Na medicina a questão é amplamente discutida. O médico Antônio Pinto afirma que é preciso levar a vida biológica, custe o que custar, até o limite. “Não defendo a prática da eutanásia. No mundo de hoje a medicina avança e sempre surgem “milagres”, afirma o médico que acredita que o paciente pode viver anos, décadas em coma e acordar de repente. “Já presenciei muitos casos de pessoas, inclusive um que chegou a vegetar durante 12 anos e, de uma hora para outra, acordou. “Em outras situações, o acompanhamento médico faz a diferença na recuperação”, diz Antônio.
De acordo com o médico, hoje, com a tecnologia dos aparelhos de suporte de vida, como o respirador artificial, fica praticamente indefinido o tempo pelo qual é possível manter tecnicamente vivo um doente em estado terminal. Em razão da eutanásia ser considerada crime, ele diz que os médicos ficam divididos entre deixar que pacientes sobrevivam nessa condição ou retirá-los dela para que morram brevemente. "O médico se vê sob a espada da Justiça”, enfatiza.
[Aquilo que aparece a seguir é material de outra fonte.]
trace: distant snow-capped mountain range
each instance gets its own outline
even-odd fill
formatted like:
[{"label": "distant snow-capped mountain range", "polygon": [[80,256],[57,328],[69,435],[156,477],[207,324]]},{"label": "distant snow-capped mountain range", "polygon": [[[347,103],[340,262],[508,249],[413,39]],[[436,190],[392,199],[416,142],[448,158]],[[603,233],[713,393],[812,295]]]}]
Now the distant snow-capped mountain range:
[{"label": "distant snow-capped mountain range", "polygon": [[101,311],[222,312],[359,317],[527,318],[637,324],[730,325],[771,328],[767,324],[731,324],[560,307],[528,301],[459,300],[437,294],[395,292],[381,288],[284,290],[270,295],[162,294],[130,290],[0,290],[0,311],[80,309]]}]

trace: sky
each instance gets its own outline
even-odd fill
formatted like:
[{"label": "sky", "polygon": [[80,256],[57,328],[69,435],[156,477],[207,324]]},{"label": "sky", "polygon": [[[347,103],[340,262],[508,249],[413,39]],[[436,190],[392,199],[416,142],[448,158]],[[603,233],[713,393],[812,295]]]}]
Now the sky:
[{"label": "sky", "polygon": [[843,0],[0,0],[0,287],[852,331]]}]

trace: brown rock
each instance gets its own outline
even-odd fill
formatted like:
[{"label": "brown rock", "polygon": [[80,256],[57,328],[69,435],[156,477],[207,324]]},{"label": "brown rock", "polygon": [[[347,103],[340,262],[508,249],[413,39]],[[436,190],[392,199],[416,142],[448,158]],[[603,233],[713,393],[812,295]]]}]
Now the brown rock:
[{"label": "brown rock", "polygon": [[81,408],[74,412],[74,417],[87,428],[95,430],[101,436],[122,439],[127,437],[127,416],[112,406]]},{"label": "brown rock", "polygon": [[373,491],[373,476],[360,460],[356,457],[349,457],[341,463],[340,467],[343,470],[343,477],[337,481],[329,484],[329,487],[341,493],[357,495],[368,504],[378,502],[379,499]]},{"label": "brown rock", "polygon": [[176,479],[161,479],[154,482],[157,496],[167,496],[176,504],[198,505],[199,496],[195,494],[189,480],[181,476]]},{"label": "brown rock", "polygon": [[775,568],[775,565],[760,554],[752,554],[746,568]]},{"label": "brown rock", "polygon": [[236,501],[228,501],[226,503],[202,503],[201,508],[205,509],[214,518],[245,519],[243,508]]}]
No Brasil, o Estado de São Paulo existe uma lei sancionada pelo então governador Mário Covas que estabelece o direito de um doente terminal recusar o prolongamento de sua agonia e optar pelo local da morte. Covas que morreu com câncer na bexiga, foi beneficiado por esta lei.
Os questionamentos divergem: será que alguém tem o direito de por fim a sua própria vida ou de decidir o fim da vida de outra pessoa? É correto permitir que o doente viva num estado estático de dor e sofrimento? Perguntas como essas persistem e são difíceis de encontrar respostas. “Se a sociedade brasileira não aceita a pena de morte, é óbvio que esta mesma sociedade não pode aceitar a eutanásia, enquanto for um crime sua prática deve ser punida exemplarmente”, conclui o padre Gerson Gonçalves.